Rapid Shadow Generation in Real-World Lighting Environments

Simon Gibson, Jon Cook, Toby Howard, Roger Hubbold.
Rendering Techniques 2003 (Proceedings of the Eurographics Symposium on Rendering), Leuven, Belgium, June 2003 (to appear).

Abstract

We propose a new algorithm that uses consumer-level graphics hardware to render shadows cast by synthetic objects and a real lighting environment. This has immediate benefit for interactive Augmented Reality applications, where synthetic objects must be accurately merged with real images. We show how soft shadows cast by direct and indirect illumination sources may be generated and composited into a background image at interactive rates. We describe how the sources of light (and hence shadow) affecting each point in an image can be efficiently encoded using a hierarchical shaft-based subdivision of line-space.
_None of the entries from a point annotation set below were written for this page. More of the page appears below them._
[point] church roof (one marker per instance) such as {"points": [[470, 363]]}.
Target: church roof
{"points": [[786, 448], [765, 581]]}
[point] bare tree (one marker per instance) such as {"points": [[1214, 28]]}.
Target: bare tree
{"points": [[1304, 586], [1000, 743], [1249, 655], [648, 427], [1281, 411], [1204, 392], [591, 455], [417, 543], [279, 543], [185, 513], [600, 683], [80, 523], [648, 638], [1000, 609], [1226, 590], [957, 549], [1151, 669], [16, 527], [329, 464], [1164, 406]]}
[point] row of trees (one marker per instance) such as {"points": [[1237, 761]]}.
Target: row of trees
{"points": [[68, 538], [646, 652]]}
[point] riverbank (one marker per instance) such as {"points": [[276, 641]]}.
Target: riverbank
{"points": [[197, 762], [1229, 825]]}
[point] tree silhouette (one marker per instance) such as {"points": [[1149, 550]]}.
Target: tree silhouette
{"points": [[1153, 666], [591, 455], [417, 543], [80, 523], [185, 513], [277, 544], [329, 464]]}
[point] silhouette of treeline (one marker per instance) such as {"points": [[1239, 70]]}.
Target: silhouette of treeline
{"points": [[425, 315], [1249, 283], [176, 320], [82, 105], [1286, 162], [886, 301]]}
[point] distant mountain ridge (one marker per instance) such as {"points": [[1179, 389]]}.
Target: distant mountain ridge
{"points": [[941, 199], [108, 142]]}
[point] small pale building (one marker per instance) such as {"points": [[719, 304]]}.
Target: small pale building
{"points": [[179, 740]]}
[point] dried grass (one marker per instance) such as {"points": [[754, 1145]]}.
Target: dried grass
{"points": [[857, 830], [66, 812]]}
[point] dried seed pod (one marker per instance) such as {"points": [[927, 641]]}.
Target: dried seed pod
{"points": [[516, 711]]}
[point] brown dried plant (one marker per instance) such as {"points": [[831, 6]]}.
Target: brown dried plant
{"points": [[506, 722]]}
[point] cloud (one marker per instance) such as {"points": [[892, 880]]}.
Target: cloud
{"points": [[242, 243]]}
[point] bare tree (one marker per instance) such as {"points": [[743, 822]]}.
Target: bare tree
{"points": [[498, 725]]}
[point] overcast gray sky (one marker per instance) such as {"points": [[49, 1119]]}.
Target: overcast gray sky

This subdivision is then used to determine the sources of light that are occluded by synthetic objects, and we show how the contributions from these sources may be removed from a background image using facilities available on modern graphics hardware. A trade-off may be made at run-time between shadow accuracy and rendering cost, converging towards a result that is subjectively similar to that obtained using ray-tracing based differential rendering algorithms. Examples of the proposed technique are given for a variety of different lighting environments, and the visual fidelity of images generated by our algorithm is compared to both real photographs and synthetic images generated using non-real-time techniques.